In conclusion, we present both detailed phenotypic characterization of cardiac function, including echocardiography and CPET, in breast cancer survivors with and without BRCA1/2 mutations treated with anthracyclines, and in vitro characterization using anthracycline-treated, wild type vs. gene-modified human iPSC-CMs with a loss of function mutation in BRCA1. Overall, we found no strong evidence to support associations between BRCA1/2 mutations and anthracycline-induced cardiac dysfunction based on echocardiography, CPET or in vitro data. Our study fills an important evidence gap and adds support to the lack of increased cardiotoxicity risk in breast cancer patients with BRCA1/2 mutations.

The original contributions presented in the study are included in the article/Supplementary Materials, further inquiries can be directed to the corresponding author.

The studies involving human participants were reviewed and approved by the University of Pennsylvania Institutional Review Board.

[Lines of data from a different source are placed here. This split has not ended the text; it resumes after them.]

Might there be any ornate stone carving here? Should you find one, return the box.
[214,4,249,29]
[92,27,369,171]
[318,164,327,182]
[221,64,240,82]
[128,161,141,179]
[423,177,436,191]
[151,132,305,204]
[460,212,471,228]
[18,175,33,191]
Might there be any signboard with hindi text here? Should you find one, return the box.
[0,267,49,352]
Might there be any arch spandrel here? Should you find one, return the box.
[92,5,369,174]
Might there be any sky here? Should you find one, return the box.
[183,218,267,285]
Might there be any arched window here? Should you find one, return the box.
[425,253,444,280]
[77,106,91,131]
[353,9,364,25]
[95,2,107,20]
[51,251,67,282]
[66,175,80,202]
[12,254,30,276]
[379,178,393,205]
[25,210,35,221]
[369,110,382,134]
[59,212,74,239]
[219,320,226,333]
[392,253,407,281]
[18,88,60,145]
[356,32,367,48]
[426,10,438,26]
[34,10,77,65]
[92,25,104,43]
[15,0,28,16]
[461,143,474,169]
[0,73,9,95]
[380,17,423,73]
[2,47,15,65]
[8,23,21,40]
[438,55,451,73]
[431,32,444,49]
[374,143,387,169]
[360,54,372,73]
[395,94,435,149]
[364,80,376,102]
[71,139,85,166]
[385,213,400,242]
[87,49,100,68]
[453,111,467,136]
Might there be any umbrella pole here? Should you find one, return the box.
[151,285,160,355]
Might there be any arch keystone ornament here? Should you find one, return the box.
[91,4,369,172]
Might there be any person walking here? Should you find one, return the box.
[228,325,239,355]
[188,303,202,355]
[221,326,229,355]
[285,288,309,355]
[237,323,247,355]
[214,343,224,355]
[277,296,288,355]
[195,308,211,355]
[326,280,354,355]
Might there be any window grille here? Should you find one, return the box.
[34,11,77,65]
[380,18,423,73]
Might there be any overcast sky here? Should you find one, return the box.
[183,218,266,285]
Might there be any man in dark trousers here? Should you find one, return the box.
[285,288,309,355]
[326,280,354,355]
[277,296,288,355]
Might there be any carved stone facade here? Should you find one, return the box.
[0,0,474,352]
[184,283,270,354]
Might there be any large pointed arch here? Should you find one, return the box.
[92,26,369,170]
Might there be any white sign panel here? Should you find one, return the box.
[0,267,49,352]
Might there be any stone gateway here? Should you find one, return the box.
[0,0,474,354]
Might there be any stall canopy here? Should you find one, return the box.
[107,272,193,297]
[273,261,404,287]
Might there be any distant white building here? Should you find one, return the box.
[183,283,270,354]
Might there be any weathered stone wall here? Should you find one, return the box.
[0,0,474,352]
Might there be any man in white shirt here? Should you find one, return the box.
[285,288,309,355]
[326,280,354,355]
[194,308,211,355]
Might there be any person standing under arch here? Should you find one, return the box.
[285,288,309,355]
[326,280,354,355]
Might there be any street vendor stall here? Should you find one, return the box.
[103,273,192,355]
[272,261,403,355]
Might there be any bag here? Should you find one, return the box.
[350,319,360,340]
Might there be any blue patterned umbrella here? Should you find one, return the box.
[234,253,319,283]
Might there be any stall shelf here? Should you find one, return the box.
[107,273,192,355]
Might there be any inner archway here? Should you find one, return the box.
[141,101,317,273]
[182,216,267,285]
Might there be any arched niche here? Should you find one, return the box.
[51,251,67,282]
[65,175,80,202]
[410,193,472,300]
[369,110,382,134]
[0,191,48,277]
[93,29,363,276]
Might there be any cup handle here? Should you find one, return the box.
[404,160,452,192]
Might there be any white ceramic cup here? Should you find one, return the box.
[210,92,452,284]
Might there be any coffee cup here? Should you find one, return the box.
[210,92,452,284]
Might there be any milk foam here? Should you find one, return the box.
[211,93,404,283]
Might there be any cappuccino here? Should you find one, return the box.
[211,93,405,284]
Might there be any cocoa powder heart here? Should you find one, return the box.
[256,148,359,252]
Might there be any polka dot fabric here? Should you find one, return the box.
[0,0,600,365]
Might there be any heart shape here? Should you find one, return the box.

The patients/participants provided their written informed consent to participate in this study.

BK, PS, and AS contributed to conception and design of the study. BK, AS, KS, and KMS contributed to clinical data collection. WL, CM-R, BK, and KM contributed to the design and execution of the in vitro study. BD and BK performed statistical analysis. BD, NW, and BK wrote the first draft of the manuscript. All authors contributed to manuscript revision, read, and approved the submitted version.

Research reported in this publication was supported by the National Center for Advancing Translational Sciences of the NIH under Award Number UL1TR001878 and R01HL118018 (BK) and R35HL145203 (KM). KMS was supported by grant from the National Center for Advancing Translational Sciences (5UL1TR002014 and 5KL2TR002015).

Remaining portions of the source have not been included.